PATTERN Cited by 1 source
Alert backtesting¶
Replay a proposed alert expression against historical metric data to answer: "when would this alert have fired, and how often, if it had existed the whole time?" Applied at PR-diff granularity (hundreds or thousands of alerts per change) with per-alert quality signals ("noisiness", firing-count timeline), alert backtesting turns alert authoring from deploy-and-wait into a pre-merge workflow.
Shape¶
- Input: the alert expression in the platform's native format (e.g. Prometheus rule groups), plus a time window (a one-week or 30-day lookback is typical) and historical metrics.
- Execution: reuses the platform's own rule-evaluation engine
unchanged — simulation = "what if this rule existed at
t" for everytin the window. Each run isolated in its own execution unit (Kubernetes pod with autoscaling) to prevent resource contention with production. - Output: the simulated firings written back in the platform's native time-series format, queryable with the platform's standard query API.
- Scoring: a "noisiness" metric per alert + a firing-count timeline; surfaced in the PR's Change Report so reviewers can sort by noisiness and focus on the problematic ones.

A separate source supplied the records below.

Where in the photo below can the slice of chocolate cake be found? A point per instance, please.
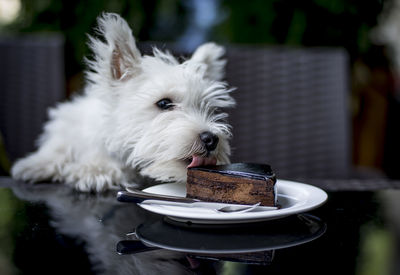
(241, 183)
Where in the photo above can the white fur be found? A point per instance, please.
(101, 139)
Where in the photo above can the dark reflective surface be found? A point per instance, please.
(51, 229)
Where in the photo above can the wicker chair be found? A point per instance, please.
(292, 109)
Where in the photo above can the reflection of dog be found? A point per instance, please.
(99, 222)
(139, 113)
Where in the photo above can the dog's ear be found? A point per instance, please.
(210, 55)
(116, 58)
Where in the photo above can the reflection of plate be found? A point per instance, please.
(255, 237)
(293, 197)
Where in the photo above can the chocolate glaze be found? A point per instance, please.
(252, 170)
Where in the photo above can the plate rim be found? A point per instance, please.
(319, 198)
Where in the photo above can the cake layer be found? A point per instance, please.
(240, 183)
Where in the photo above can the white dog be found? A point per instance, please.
(147, 115)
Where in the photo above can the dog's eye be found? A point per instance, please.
(164, 104)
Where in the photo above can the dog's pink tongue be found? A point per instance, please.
(200, 161)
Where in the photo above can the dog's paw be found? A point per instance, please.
(34, 169)
(95, 178)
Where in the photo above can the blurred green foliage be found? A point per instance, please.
(344, 23)
(340, 23)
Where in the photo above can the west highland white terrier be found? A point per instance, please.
(139, 115)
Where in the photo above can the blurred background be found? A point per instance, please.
(43, 42)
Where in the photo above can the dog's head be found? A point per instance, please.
(162, 115)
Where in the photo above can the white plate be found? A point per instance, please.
(294, 198)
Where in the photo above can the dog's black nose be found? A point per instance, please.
(209, 140)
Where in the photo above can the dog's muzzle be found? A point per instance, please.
(209, 140)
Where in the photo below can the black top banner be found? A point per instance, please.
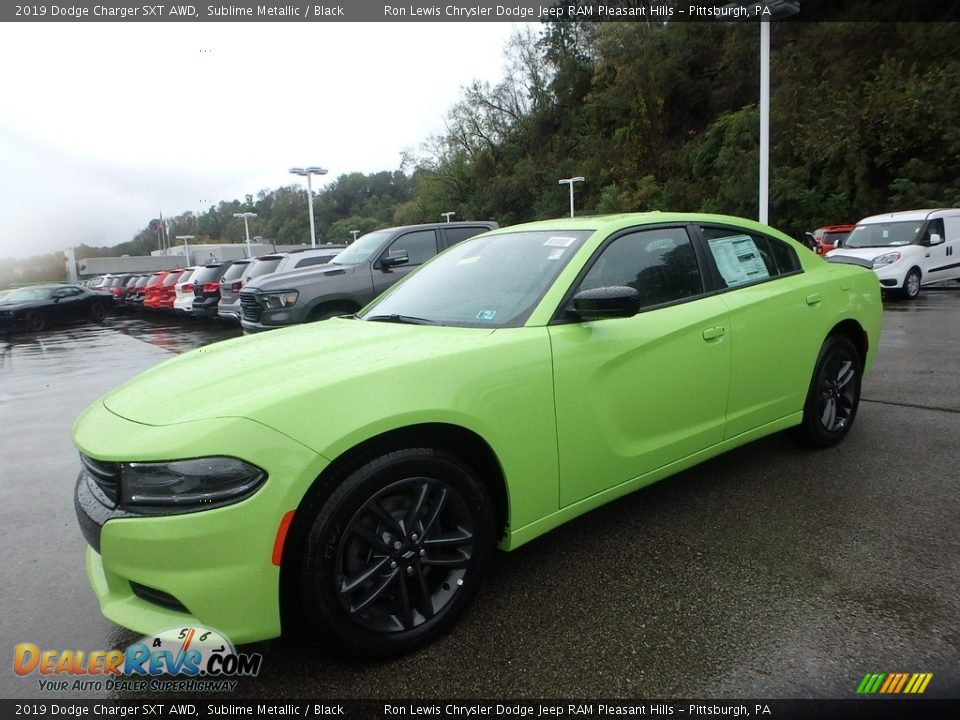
(481, 11)
(473, 709)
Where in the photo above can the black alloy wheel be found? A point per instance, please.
(911, 285)
(834, 394)
(35, 321)
(396, 552)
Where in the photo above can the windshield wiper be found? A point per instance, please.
(402, 319)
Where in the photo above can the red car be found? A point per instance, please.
(829, 236)
(161, 293)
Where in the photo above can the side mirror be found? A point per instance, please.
(606, 302)
(394, 258)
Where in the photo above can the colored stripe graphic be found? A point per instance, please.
(894, 683)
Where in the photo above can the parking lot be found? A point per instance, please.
(772, 571)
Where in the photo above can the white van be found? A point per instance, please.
(907, 249)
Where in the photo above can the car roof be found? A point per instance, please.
(910, 215)
(612, 223)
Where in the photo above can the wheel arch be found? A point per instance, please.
(454, 439)
(857, 335)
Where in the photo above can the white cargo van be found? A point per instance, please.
(907, 249)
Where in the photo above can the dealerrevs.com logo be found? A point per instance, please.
(195, 657)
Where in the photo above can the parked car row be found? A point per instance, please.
(279, 289)
(205, 291)
(38, 307)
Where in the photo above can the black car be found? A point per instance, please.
(40, 306)
(206, 289)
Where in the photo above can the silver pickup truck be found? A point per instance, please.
(352, 279)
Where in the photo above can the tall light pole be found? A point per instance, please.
(766, 13)
(186, 249)
(246, 225)
(308, 173)
(570, 182)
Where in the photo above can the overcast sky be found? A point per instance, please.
(103, 126)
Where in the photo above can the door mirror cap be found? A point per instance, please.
(394, 258)
(606, 302)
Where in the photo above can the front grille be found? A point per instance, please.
(157, 597)
(250, 307)
(105, 474)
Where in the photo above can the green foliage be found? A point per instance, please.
(865, 118)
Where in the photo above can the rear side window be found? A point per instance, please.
(745, 258)
(263, 267)
(235, 271)
(319, 260)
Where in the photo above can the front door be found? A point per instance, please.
(635, 394)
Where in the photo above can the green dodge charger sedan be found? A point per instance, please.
(359, 472)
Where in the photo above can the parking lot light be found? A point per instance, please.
(309, 172)
(186, 249)
(570, 182)
(246, 225)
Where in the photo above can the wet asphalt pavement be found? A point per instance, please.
(769, 572)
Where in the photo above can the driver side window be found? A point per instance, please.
(421, 245)
(659, 264)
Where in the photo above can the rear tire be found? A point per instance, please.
(911, 285)
(395, 553)
(35, 321)
(834, 393)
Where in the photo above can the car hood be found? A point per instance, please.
(864, 253)
(298, 278)
(256, 376)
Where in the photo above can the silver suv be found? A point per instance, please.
(352, 279)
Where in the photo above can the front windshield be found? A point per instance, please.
(493, 281)
(888, 234)
(29, 295)
(361, 249)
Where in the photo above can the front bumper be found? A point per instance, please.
(212, 567)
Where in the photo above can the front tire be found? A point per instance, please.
(911, 285)
(396, 552)
(834, 393)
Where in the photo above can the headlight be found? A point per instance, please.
(187, 485)
(887, 259)
(277, 301)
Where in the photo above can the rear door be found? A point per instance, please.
(773, 316)
(942, 261)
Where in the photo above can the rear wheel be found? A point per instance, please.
(396, 552)
(35, 321)
(834, 393)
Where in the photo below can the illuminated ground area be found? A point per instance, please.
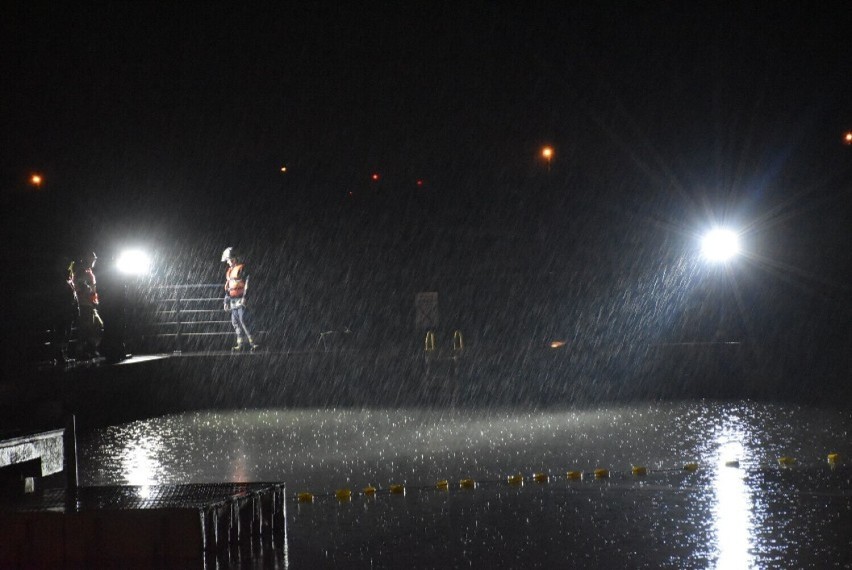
(740, 508)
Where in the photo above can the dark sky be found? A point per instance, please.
(151, 117)
(204, 97)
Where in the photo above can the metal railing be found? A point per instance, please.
(181, 317)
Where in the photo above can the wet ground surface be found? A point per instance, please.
(771, 485)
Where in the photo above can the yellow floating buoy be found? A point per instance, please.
(467, 483)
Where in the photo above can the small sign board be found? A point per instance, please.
(426, 310)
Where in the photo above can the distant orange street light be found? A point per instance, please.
(547, 155)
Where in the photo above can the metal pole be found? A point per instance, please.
(70, 444)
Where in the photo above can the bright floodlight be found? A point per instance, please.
(134, 262)
(720, 245)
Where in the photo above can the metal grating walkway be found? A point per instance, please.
(147, 524)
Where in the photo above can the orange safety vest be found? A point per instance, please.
(89, 296)
(235, 285)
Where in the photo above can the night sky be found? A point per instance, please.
(170, 124)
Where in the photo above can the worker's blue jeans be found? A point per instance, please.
(239, 320)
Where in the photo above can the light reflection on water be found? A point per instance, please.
(733, 510)
(724, 515)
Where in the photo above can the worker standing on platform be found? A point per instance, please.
(236, 285)
(90, 324)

- Dive-in UX: per-alert panel with the underlying metric graph + an override sandbox ("what if I changed the threshold from 1.5 to 1.14?"), which re-runs the simulation inline.
Required capabilities¶
- Alerts-as-code substrate (see patterns/alerts-as-code) so the PR diff is the input to the backtest.
- Historical metric retention long enough to cover a meaningful window (~30 days typical).
- Reusable rule-evaluation engine — preferably the same one running production, so simulation ≡ production semantics. Implementing an independent simulator is an anti-pattern: divergence is silent and the signal becomes unreliable.
- Isolation + guardrails: per-backtest compute pod, concurrency limits, error thresholds, circuit breakers. "A backtesting system that can destabilize production is worse than no system at all."
- Diff-level batching: scale the UI from one alert to thousands per run, because platform-template changes fan out to many services.
- Modified-dependency detection: when a PR touches a recording rule other alerts depend on, the UI must highlight the dependency and prompt a two-step flow (modify recording rule first, then backtest dependent alerts) — otherwise silent incorrect results.
Why it matters¶
- Collapses the historical deploy-side-by-side-and-wait iteration loop from a month to an afternoon.
- Makes platform-team alert template changes (fanning out to thousands of services) reviewable for the first time — without backtesting, reviewers have no basis to reason about behavior-at-rollout.
- Unlocks fleet-wide migrations: Airbnb attributes their 300K-alert vendor → Prometheus migration becoming tractable primarily to the Change Report + bulk-backtest capability.
- Aggregate behavioral effect: alert-hygiene debt becomes visible at author-time, so it gets paid down continuously instead of accumulating.
Tradeoffs¶
- Build cost is real. Rule-evaluation-engine integration + pod-scoped execution + autoscaling + UI + noisiness scoring + override sandbox is a platform-team project, not a weekend hack.
- Recording-rule dependencies: strict correctness would require a dependency resolver. Airbnb explicitly chose a UI affordance (highlight
- prompt) over a resolver as a "perfect-is-enemy-of-shipped" simplification. This leaves a correctness edge case to operator discipline.
- Historical data cost: long-retention metrics are expensive. Window length and cardinality directly drive backtest storage cost.
- Not a substitute for staging. Backtesting validates behavior against past reality; it can't foresee new regimes (traffic shifts, new incident classes).
Seen in¶
- sources/2026-03-04-airbnb-alert-backtesting-change-reports —
Airbnb's Reliability Experience team built backtesting into the Change
Report UI by hooking directly into Prometheus's
rules/manager.gorule-evaluation engine. Backtest results persisted as Prometheus time series blocks, queryable via the standard range-query API. Each run in its own Kubernetes pod with autoscaling + concurrency limits + error thresholds + multiple circuit breakers. Bulk-at-diff with a "noisiness" metric + firing-timeline table. Typical window 30 days (one week shown in walkthrough screenshots). 300K alerts migrated from a vendor to Prometheus, 90% reduction in company-wide alert noise, iteration cycle month → afternoon.
Related¶
- patterns/alerts-as-code — alert backtesting is a capability within the broader alerts-as-code discipline; an alerts-as-code platform without backtesting is the thinner version.
- patterns/ci-regression-budget-gate — same shape at a different surface: compute a cost/quality proxy from the PR diff and surface it to reviewers at pre-merge time.
- systems/airbnb-observability-platform — canonical production instance.
- concepts/observability — "own the interaction layer" sharpened: "partial ownership creates leaky abstractions."